EU Council set to vote on CSAR “Chat Control” with encryption impacts — A 14-10-2025 vote could mandate client-side scanning for CSAM detection, drawing strong criticism from privacy and security experts (06-10-2025) [EU]. DFIR leaders should prepare guidance for clients on lawful access requests and evaluate risks to end-to-end encrypted workflows (Source: CyberScoop, 06-10-2025).

US shutdown curtails CISA operations; information-sharing law lapses — Reporting highlights staff furloughs and expiration of legal protections underpinning public-private cyber threat sharing (02-10-2025) [US]. Organisations relying on US sharing channels should diversify intel sources and reinforce bilateral exchange while monitoring legislative fixes (Source: The Washington Post, 02-10-2025).

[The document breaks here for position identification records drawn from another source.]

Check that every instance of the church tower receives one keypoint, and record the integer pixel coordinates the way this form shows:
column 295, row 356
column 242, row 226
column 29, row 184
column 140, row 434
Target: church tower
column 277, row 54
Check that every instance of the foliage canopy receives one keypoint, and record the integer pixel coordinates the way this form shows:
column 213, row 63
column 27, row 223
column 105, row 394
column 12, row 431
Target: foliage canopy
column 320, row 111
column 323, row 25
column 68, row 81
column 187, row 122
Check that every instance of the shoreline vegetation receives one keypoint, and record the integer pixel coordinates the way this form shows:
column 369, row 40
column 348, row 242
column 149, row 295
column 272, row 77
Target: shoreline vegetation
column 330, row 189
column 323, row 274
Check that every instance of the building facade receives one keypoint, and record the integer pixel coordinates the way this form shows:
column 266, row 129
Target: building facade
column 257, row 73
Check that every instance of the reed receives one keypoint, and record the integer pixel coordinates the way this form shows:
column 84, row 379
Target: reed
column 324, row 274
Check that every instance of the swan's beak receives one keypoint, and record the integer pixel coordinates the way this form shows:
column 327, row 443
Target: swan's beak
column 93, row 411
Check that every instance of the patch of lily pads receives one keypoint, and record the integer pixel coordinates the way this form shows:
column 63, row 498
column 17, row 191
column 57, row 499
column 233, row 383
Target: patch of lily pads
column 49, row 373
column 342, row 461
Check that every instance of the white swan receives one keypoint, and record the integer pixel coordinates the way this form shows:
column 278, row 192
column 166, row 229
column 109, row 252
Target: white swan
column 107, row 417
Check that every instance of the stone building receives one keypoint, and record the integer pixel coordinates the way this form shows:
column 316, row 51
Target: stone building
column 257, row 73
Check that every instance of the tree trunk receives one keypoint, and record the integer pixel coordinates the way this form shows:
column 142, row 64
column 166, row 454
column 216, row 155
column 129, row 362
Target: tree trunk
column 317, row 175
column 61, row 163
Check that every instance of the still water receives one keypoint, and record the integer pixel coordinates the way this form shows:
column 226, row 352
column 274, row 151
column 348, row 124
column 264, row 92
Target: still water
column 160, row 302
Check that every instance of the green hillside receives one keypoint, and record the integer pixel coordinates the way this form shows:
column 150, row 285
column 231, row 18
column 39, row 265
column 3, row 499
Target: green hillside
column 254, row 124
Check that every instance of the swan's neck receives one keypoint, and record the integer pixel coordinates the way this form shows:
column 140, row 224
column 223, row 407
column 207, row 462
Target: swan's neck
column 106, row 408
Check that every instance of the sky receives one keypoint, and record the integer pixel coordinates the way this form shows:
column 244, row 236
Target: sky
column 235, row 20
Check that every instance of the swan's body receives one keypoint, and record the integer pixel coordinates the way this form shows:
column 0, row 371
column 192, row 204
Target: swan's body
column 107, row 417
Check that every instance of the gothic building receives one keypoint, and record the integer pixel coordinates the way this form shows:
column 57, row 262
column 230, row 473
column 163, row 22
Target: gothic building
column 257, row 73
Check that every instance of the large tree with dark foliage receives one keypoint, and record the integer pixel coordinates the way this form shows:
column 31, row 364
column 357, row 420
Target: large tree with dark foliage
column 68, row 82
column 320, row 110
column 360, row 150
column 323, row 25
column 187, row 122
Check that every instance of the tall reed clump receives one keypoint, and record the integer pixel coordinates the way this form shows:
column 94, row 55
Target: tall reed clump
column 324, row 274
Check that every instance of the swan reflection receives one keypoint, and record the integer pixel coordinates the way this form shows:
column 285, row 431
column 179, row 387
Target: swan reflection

CISA emergency directive on potential compromise of Cisco devices — ED 25-03 mandates inventories, reporting, and mitigations for ASA/FTD devices across federal agencies with tight deadlines (25-09-2025) [US]. Even outside US federal scope, similar governance steps (asset discovery, restricted management, rapid patching) offer a strong policy baseline (Source: CISA, 25-09-2025).

UK NCSC CTO urges observability and threat hunting to bolster resilience — NCSC published guidance emphasising telemetry, hypothesis-driven hunting, and measurable outcomes for national cyber resilience (08-10-2025) [UK/EU]. CISOs can align SOC KPIs to this guidance and incorporate logging baselines and hunt plans into compliance evidence (Source: NCSC UK, 08-10-2025).

CISA’s latest ICS advisories outline vendor fixes and mitigations — Updated advisories support regulated sectors’ control assessments and maintenance planning (07-10-2025) [US/Global]. OT compliance programmes (e.g., NIS2, sector codes) should reference these advisories to evidence vulnerability management (Source: CISA, 07-10-2025).

ACSC guidance on Oracle EBS informs audit and remediation tracking — The alert provides steps and expectations that map to access control, patch cadence, and incident logging requirements (07-10-2025) [Australia/APAC]. Mapping ERP remediation to policy controls helps auditors validate risk treatment and change management (Source: ACSC, 07-10-2025).